Exemplo 3: sistemas de texto (LLMs, classificadores) e mudança de vocabulário

Para entradas de texto, checagens univariadas em contagens de tokens são frágeis. Melhor:

  • embutir textos (embed) usando um codificador fixo
  • monitorar deriva da distribuição de embeddings (por exemplo, deslocamento de centróide, MMD, deriva por classificador)
  • monitorar taxas de “novo tópico” via clusterização
  • acompanhar sinais operacionais (retries, insatisfação do usuário, taxa de escalonamento)

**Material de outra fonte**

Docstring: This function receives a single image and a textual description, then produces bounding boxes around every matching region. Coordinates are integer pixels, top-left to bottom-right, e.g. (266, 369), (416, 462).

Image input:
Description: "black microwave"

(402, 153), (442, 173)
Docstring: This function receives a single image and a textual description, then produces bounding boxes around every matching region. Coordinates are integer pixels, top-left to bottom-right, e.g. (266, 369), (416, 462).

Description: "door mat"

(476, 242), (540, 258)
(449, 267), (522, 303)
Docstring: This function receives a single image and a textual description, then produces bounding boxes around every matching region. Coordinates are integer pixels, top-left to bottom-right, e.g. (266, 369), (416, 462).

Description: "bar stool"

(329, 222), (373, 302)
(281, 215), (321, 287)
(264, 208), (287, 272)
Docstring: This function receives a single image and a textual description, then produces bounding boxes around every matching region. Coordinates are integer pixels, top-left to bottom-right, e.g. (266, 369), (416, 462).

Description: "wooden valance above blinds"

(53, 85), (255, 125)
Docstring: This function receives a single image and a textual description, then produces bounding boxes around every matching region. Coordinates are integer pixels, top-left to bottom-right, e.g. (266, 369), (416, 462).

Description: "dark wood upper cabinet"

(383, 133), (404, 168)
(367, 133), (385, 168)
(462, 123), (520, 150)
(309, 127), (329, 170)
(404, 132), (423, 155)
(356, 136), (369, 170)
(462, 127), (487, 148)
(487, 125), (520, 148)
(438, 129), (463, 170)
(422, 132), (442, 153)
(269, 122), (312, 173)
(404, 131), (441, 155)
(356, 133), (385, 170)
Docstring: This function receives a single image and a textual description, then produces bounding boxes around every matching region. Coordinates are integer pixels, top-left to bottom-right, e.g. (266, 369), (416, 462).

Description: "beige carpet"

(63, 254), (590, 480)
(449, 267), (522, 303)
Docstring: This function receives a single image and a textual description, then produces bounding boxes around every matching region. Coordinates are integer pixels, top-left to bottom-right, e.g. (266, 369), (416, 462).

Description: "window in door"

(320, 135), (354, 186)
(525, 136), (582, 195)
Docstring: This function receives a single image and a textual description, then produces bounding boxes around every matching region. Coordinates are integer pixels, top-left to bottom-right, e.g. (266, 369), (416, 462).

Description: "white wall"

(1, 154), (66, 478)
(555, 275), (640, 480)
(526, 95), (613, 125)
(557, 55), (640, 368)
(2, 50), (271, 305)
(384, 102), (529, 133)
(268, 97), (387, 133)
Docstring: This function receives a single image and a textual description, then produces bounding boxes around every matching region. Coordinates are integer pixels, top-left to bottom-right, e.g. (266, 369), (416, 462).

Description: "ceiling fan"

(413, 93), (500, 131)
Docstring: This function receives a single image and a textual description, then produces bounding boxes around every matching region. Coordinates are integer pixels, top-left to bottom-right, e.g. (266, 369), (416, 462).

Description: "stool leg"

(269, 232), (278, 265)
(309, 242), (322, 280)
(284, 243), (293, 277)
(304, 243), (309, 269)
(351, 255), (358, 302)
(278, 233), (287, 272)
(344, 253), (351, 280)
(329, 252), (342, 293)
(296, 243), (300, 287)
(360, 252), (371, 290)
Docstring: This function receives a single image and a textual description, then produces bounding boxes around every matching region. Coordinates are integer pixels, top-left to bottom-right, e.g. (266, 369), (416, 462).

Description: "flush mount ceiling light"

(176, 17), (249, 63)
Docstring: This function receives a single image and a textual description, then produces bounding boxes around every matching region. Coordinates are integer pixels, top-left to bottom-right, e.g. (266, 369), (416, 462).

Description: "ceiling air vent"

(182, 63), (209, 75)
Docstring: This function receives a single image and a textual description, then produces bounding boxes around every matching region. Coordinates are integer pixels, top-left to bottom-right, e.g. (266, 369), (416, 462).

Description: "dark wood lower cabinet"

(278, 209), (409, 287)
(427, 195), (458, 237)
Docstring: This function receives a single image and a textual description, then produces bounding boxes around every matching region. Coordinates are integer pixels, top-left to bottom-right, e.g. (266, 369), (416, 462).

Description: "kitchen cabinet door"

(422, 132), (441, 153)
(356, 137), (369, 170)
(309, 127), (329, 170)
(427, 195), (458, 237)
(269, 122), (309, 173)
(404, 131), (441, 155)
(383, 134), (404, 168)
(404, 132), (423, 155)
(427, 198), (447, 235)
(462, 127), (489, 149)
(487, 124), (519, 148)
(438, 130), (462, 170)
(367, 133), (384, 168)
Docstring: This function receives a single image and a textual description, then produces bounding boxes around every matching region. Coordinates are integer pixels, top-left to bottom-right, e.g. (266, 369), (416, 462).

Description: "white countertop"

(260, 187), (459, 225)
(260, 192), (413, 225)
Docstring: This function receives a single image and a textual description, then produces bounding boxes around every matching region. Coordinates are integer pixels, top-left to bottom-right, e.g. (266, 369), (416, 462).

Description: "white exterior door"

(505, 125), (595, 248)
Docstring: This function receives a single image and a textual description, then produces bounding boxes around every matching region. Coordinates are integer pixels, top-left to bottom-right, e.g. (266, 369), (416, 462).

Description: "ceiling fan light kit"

Se você usa recuperação (RAG), monitore também o corpus de recuperação: novos documentos, deleções e mudanças de relevância podem causar “deriva” mesmo se as entradas dos usuários permanecerem estáveis.

Checklist de boas práticas

  • Defina expectativas de dados explicitamente (esquema, faixas, frescor, junções).
  • Monitore tanto qualidade de dados (validade/completude) quanto deriva (mudança de distribuição).
  • Use múltiplos baselines (treinamento, recente, sazonal) para reduzir alertas falsos.
  • Prefira alertas acionáveis: combine testes estatísticos com tamanhos de efeito e impacto.
  • Monitore slices para segmentos críticos, mas gerencie o volume de alertas.
  • Versione dados, esquemas e código de características para diagnóstico reprodutível.
  • Construa um playbook de resposta: bloquear/quarentenar/rollback vs recalibrar/retreinar.
  • Trate deriva como um sinal de produto: mudança no mundo real pode exigir atualizações de modelo e de política, não apenas retreinamento.
  • Documente suposições e limitações em Documentação de Conjunto de Dados (Datasheets) para que o “esperado” não seja conhecimento tribal.

Resumo

O monitoramento de qualidade de dados protege você contra pipelines quebrados e entradas inválidas; o monitoramento de deriva protege você contra um mundo em mudança. Sistemas eficazes combinam contratos de dados claros, detecção estatística robusta e mecanismos operacionais de resposta (responsáveis, runbooks, estratégias de retreinamento/recalibração). O objetivo não é eliminar a deriva—é detectar mudanças significativas cedo e responder com segurança, com rastreabilidade e tempo de indisponibilidade mínimo.